The updated guidance expands the IBI policy to include “serious” violations in seven different areas:

  • Falls
  • Trenching
  • Machine guarding
  • Respiratory protection
  • Permit-required confined spaces
  • Lockout/tagout
  • Recordkeeping

For another example, if an inspector finds three different machines with their safety guards removed, they now have the discretion to treat those as three separate and distinct violations. That means an employer would go from facing one “serious” $15,625 violation to facing $46,875 in fines.

This change has the potential to drastically increase the potential fines faced by employers that fail to follow OSHA safety and health standards. However, the guidance doesn’t direct OSHA inspectors to always issue IBI citations in these instances.
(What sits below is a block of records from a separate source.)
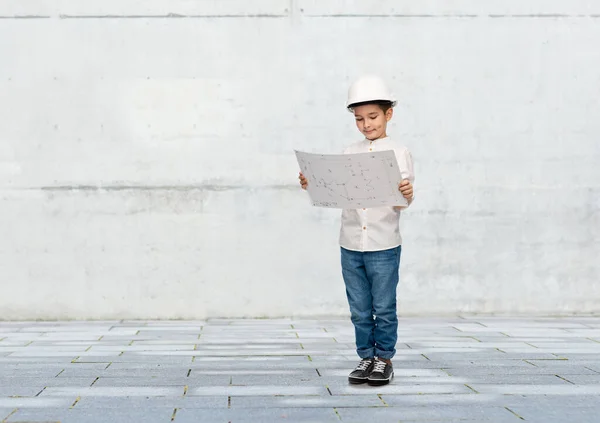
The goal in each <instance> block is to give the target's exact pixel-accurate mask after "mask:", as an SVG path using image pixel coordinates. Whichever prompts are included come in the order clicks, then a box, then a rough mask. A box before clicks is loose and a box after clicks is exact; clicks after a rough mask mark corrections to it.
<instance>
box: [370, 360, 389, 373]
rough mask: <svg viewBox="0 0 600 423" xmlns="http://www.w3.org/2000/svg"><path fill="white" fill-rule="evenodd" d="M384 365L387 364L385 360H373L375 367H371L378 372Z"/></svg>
mask: <svg viewBox="0 0 600 423" xmlns="http://www.w3.org/2000/svg"><path fill="white" fill-rule="evenodd" d="M386 365H387V363H386V362H385V361H381V360H375V367H374V368H373V371H374V372H378V373H383V371H384V370H385V366H386Z"/></svg>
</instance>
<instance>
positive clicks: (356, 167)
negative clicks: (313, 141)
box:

Instead, it seeks to issue contractors IBI citations when certain criteria are met:

  • The employer received a willful, repeat or failure-to-abate violation in the last five years
  • The employer failed to report a fatality, hospitalization, amputation or loss of an eye
  • The citations are related to a fatality or catastrophe (defined as three or more hospitalizations caused by the same incident)
  • The recordkeeping citations are related to injury or illness caused by a serious hazard

Image courtesy of LIUNA Local 42

As OSHA’s press release makes clear, the goal behind this change is to deter employers that view OSHA’s relatively inexpensive violations as simply a cost of doing business. Although OSHA’s maximum penalties have gone up significantly since 2016 – when Congress raised them and tied annual increases to inflation – they are still often too low to change the behavior of many companies.

“This is intended to be a targeted strategy for those employers who repeatedly choose to put profits before their employees’ safety, health and well-being,” said Doug Parker, Assistant Secretary for Occupational Safety and Health.

And if the threat of larger fines isn’t enough, federal OSHA is giving employers one more reason to pay attention to the safety and health of their workforce: any IBI citations will also come with an OSHA press release naming the company and describing the violations.